A robust and stable phenolic resin-crosslinked graphene aerogel for efficient solar-driven steam-power co-generation

Abstract

The emerging solar steam generation (SSG) technology offers a promising strategy for producing fresh water from the solar-driven evaporation of seawater. Meanwhile, excess heat during the operation of SSG systems can be further used to generate electricity, realizing the co-generation of water and electricity. From the materials perspective, graphene oxide (GO) has demonstrated significant potential in SSG applications for its broad light absorption, excellent hydrophilicity, and high structural tunability.
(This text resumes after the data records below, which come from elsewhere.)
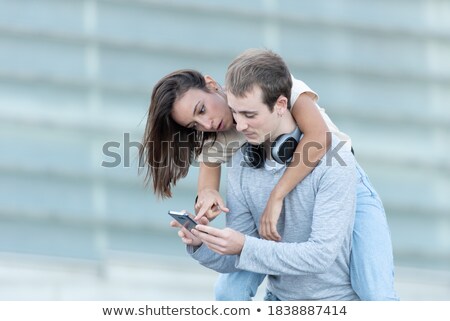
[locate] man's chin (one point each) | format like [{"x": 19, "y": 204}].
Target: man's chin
[{"x": 253, "y": 140}]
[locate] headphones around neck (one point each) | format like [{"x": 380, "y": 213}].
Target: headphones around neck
[{"x": 281, "y": 150}]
However, state-of-the-art GO-based SSG materials suffer from a series of technical issues including low mechanical performance, low evaporation efficiency, poor stability, etc. In this study, a three-dimensional porous GO-based aerogel is assembled by using phenolic resin (PR) as the crosslinking agent; thereafter, a robust and stable reduced graphene oxide/phenolic resin (rGO/PR) aerogel is developed, which features efficient solar absorption and water transport properties, along with excellent elasticity and corrosion resistance. Moreover, the aerogel simultaneously achieves a high water evaporation rate of 2.64 kg m⁻² h⁻¹ and an exceptional electricity generation density of 0.987 W m⁻² under one sun irradiation, surpassing the performance of most graphene-based materials. The efficient co-generation capability together with the outstanding stability of the aerogel offers a transformative solution for solar-powered water treatment and synergistic energy conversion.